Slashdot Mirror


Google Sorts 1 Petabyte In 6 Hours

krewemaynard writes "Google has announced that they were able to sort one petabyte of data in 6 hours and 2 minutes across 4,000 computers. According to the Google Blog, '... to put this amount in perspective, it is 12 times the amount of archived web data in the US Library of Congress as of May 2008. In comparison, consider that the aggregate size of data processed by all instances of MapReduce at Google was on average 20PB per day in January 2008.' The technology making this possible is MapReduce 'a programming model and an associated implementation for processing and generating large data sets.' We discussed it a few months ago. Google has also posted a video from their Technology RoundTable discussing MapReduce."

2 of 166 comments (clear)

  1. Re:That's Easy by Blakey+Rat · · Score: 5, Insightful

    I came here to post the same thing. If they sorted a petabyte of Floats, that might be pretty impressive. But if they're sorting 5-terabyte video files, their software really sucks.

    Not enough info to judge the importance of this.

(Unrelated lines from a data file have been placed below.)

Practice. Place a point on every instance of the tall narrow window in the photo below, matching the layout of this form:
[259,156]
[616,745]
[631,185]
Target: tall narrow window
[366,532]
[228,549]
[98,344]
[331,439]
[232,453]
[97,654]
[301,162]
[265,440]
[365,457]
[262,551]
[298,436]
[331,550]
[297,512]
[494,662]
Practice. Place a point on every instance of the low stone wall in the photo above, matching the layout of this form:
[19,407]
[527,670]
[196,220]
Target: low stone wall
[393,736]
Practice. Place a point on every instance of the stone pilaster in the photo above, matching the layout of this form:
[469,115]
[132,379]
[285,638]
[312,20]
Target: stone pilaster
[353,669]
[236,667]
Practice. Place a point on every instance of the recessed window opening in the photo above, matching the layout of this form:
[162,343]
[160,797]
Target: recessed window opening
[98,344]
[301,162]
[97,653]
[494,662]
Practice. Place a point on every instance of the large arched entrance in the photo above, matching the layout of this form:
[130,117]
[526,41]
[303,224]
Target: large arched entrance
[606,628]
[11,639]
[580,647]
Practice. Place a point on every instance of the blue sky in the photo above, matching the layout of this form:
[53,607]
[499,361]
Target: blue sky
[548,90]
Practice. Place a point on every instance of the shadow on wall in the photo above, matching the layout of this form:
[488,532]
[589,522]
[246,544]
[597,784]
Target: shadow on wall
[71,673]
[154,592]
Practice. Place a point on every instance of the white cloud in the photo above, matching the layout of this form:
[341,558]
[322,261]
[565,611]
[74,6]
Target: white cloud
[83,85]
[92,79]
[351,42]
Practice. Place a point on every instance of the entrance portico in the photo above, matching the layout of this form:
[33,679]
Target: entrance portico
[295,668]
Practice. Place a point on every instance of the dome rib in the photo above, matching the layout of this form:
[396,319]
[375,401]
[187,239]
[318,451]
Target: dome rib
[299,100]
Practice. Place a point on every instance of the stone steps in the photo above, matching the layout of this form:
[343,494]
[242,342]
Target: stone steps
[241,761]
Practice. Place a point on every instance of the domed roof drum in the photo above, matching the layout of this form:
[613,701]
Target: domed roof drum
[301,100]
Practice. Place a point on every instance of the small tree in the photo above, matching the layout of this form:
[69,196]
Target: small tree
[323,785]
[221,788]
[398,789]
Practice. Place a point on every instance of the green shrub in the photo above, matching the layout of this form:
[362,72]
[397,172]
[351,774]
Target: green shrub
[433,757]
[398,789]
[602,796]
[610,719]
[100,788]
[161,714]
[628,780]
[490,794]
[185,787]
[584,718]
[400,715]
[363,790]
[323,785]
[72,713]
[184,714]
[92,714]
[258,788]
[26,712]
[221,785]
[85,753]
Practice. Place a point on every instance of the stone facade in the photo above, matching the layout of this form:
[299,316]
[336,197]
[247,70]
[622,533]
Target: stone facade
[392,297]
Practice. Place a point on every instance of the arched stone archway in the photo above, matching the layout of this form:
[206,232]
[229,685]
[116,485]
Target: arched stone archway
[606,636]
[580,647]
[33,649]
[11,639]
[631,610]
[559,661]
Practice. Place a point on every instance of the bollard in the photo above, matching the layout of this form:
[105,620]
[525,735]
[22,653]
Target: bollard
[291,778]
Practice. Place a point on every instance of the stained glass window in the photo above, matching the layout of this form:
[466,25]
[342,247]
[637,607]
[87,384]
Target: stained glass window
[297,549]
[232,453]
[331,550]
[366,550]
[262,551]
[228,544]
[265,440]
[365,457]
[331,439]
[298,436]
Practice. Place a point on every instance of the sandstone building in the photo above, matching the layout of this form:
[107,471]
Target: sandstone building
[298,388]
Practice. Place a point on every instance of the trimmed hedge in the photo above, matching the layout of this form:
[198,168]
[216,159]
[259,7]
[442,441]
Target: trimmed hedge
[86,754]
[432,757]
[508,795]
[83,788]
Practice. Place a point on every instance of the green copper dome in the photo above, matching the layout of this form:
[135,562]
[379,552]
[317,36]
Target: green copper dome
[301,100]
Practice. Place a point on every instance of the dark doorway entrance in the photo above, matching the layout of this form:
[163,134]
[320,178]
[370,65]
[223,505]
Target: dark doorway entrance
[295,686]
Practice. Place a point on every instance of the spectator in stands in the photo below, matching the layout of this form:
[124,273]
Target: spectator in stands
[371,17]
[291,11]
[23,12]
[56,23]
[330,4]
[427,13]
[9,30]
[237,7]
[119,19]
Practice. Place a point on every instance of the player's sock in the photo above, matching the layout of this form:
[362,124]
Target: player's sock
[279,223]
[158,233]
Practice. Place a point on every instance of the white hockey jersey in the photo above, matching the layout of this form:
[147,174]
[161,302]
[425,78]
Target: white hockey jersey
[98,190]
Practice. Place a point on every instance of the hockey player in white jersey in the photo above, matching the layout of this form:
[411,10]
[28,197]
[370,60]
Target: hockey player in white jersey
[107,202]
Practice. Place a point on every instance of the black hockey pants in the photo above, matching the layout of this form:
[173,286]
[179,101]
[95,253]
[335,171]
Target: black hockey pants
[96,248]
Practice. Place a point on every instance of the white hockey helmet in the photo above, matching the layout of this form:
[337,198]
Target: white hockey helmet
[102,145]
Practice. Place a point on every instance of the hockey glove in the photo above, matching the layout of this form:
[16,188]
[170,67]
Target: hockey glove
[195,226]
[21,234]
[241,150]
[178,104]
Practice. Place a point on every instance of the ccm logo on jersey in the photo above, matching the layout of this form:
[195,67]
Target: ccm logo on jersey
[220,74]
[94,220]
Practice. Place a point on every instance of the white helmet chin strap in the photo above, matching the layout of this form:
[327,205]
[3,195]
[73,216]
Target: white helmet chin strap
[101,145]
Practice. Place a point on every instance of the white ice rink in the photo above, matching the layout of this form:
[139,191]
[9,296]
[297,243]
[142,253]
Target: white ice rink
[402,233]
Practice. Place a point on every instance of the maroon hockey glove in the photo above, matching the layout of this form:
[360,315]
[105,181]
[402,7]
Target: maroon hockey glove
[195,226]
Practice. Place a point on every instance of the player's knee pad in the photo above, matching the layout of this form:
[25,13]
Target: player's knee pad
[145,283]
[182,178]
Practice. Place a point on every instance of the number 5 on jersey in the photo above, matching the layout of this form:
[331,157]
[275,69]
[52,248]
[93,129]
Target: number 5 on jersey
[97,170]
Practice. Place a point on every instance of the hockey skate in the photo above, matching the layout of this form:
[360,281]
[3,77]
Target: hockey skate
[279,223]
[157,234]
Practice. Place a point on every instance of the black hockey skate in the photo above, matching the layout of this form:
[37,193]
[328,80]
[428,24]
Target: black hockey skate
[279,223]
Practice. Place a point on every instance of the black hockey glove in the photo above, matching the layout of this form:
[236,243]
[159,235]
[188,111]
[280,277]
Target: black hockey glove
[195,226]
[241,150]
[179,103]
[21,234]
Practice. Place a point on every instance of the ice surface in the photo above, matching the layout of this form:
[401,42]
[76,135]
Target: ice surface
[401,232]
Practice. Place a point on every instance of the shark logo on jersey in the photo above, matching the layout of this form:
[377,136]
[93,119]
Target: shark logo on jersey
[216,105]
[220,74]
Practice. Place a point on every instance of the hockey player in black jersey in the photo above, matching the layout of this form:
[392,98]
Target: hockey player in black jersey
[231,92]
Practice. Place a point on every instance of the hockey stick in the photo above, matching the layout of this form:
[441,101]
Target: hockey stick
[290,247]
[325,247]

  2. Need to benchmark against the best sorts by Animats · · Score: 4, Insightful

    Sorts have been parallelized and distributed for decades. It would be interesting to benchmark Google's approach against SyncSort. SyncSort is parallel and distributed, and has been heavily optimized for exactly such jobs. Using map/reduce will work, but there are better approaches to sorting.